Reference notes summarize key points in each lesson and help students review without going back through all of the videos. In addition, the reference notes have a glossary of keywords with definitions. Questions in the review assignments, tests, and quizzes have links to where concepts were taught, making it easy for students to go back and review a topic.
The format of the course is very easy to follow. Each lesson comes up on a screen showing all lesson components. Students start with a warm-up activity with five problems to solve based on previously-learned material. The video lesson is next. Alesia, the instructor for this course, presents video lessons standing in front of an animated screen rather than a whiteboard. She teaches one problem at a time teaching and demonstrating with numerous examples. Alesia is a lively and animated presenter who is easy to understand.

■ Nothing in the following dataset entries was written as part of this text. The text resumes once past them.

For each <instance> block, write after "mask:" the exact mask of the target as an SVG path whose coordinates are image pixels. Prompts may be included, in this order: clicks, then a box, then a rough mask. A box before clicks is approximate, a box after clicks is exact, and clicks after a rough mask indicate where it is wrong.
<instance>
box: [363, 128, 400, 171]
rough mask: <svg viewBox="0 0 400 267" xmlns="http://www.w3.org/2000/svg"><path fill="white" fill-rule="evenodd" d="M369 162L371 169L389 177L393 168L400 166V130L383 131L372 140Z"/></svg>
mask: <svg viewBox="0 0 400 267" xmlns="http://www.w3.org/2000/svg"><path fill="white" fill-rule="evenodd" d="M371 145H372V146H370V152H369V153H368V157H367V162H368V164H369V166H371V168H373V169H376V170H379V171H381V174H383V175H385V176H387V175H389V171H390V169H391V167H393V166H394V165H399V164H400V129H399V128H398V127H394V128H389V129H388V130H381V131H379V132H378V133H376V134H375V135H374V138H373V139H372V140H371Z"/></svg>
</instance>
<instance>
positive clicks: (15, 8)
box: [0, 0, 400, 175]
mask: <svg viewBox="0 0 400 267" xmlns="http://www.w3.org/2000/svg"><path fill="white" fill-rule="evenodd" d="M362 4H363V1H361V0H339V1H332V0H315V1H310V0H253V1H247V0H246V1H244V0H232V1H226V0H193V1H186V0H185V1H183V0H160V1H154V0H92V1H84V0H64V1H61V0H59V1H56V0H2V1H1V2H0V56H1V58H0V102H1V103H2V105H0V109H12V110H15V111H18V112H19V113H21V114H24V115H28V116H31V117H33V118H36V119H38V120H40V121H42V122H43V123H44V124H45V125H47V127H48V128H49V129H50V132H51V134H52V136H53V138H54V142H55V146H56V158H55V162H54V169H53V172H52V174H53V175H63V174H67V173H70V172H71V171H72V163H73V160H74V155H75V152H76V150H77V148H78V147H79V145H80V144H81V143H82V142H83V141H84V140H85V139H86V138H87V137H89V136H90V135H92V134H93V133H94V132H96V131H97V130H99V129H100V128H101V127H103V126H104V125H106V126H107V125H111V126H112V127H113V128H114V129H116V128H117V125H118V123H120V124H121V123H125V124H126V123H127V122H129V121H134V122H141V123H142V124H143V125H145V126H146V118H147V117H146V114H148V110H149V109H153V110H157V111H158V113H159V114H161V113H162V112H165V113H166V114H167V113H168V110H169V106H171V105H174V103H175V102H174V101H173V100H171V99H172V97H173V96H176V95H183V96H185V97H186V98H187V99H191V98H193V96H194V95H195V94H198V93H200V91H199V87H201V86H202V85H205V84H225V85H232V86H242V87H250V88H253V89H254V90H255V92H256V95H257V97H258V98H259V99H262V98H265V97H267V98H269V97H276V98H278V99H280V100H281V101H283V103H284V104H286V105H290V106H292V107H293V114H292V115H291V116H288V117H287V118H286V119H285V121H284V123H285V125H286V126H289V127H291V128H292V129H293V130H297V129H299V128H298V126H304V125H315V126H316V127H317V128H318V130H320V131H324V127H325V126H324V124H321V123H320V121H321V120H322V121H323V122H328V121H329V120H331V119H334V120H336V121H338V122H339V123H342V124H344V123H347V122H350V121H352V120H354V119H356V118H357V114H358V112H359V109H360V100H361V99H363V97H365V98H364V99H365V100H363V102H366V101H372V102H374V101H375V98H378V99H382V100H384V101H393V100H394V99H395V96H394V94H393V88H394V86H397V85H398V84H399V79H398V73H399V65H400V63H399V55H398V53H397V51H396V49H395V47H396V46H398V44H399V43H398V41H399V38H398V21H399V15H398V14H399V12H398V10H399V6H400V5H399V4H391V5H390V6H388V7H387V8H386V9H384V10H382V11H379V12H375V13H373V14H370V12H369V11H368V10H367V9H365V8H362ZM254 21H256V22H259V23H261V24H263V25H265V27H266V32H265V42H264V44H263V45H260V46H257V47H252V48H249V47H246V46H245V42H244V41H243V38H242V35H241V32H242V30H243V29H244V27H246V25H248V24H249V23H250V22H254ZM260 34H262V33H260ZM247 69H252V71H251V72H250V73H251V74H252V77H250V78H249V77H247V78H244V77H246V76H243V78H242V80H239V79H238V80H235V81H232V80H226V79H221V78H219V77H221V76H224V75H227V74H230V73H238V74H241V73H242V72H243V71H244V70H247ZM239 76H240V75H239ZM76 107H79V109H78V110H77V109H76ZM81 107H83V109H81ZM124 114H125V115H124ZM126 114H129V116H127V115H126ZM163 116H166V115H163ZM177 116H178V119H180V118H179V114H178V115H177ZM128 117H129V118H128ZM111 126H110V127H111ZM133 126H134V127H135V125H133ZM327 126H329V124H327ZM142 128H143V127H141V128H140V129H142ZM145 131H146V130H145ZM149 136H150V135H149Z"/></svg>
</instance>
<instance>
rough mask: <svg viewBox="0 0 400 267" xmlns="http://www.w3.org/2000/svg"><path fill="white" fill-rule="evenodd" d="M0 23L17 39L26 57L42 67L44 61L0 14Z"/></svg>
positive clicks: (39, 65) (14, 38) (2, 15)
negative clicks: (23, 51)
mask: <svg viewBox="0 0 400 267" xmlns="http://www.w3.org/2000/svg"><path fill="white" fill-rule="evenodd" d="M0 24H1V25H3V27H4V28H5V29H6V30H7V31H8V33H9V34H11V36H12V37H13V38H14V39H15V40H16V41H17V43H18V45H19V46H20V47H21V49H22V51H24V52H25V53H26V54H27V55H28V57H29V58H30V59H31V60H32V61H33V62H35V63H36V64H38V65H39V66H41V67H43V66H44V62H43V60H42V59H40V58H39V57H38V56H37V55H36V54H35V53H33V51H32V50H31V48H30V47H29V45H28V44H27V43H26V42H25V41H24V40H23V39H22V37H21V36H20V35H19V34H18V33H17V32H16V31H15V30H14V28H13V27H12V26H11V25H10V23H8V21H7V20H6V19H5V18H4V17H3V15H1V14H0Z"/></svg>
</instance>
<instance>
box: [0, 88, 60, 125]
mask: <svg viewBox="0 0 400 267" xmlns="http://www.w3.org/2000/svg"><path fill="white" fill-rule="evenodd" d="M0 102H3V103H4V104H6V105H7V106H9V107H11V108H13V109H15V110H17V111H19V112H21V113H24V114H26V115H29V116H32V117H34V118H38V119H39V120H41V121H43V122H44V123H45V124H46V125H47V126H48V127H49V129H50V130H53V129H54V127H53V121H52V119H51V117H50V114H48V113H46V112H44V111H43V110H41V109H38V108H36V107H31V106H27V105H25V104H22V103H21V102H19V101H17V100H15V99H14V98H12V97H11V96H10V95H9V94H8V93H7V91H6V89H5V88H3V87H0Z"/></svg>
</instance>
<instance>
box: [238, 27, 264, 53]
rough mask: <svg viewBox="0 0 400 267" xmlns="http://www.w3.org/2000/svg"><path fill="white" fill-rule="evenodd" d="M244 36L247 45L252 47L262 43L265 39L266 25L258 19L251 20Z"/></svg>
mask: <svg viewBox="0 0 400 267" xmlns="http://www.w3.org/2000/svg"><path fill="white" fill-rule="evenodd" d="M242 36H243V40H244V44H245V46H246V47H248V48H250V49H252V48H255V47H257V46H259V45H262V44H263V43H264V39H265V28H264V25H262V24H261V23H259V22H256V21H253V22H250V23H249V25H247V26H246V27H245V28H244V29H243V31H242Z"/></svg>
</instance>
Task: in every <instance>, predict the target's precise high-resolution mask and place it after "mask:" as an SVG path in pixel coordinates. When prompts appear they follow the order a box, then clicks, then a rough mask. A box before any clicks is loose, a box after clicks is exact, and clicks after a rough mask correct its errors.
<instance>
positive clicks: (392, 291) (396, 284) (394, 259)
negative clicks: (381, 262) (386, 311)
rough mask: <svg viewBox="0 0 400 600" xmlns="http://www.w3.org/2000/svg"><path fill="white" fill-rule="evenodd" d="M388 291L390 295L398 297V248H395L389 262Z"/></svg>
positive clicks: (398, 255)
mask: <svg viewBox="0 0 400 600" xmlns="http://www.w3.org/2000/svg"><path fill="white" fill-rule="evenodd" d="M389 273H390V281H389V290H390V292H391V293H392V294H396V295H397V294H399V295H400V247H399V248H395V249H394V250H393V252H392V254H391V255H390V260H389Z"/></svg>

While some problems require students to either enter a numeric answer into a box or select a multiple-choice answer, at least four other types of student response formats are used. For example, some questions require that students sketch the answer with drawing tools provided in the program. (Students might need to play with the tools for a few minutes to figure out how they work since they are fairly sophisticated.) Students are most likely to use sketching tools for answering questions that require them to graph lines or inequalities on a coordinate plane.
There are 16 units in the course. The first five units (the first 40 lessons) review material that students should have learned prior to pre-algebra, topics such as adding, subtracting, multiplying, and dividing both integers and fractions; order of operations; prime numbers; factors; exponents; and greatest common factors. You can always skip any or all of these lessons if students don’t need them.
From there the course progresses through units on equations, inequalities, the coordinate plane, decimals, percent, polynomials, triangles, two-dimensional geometry, three-dimensional geometry, analyzing data, and probability and statistics. While plenty of attention is given to review, the course covers challenging course content that should prepare students well for any first-year algebra course.
Complete solutions are presented after each question in the exercises (but not for quizzes and tests). However, students cannot go back and change their answers after they have viewed the solution.
A midterm and a final exam are included. There are also review questions for students to practice in advance of each test, and both exams have a Questions Reference Guide that tells students the topics for questions on each test as well as the lessons from which they are drawn.
Parents and students each have their own logins, and both can view student progress from their own dashboards. The gradebook has extensive reporting features, and details of a student’s progress can be exported into a database format that should be able to be read on Excel or similar programs. While it records student progress, the gradebook also makes it easy to see where students might need additional practice. It can show you particular questions that a student has answered as well as the complete solutions and explanations for those questions—a big help for the parent who is stumped along with the student. Parents can adjust grades if needed and they can set a minimum grade threshold (e.g., 80% or 90%) before a student can move on.
The QuickStart Guide on the site will help you quickly see how the program functions. Similarly, the Gradebook Guide demonstrates the features of the gradebook so that you can make proper use of its features.
UnlockMath.com is pricier than some other options, but it does an excellent job. It’s very professionally designed with great graphics. Alesia’s use of the large digital screen to teach is much nicer than the whiteboard approach used by many courses. The lessons are very clearly laid out and easy to follow, and they include everything you need—plenty of practice problems, cumulative review, the ability to review any lesson, tests, and complete solutions along with the answers.
You might want to check out the premade lesson plans from Homeschool Planet that are available for UnLockMath.com that include shortcuts to all of the online lessons within the lesson plans.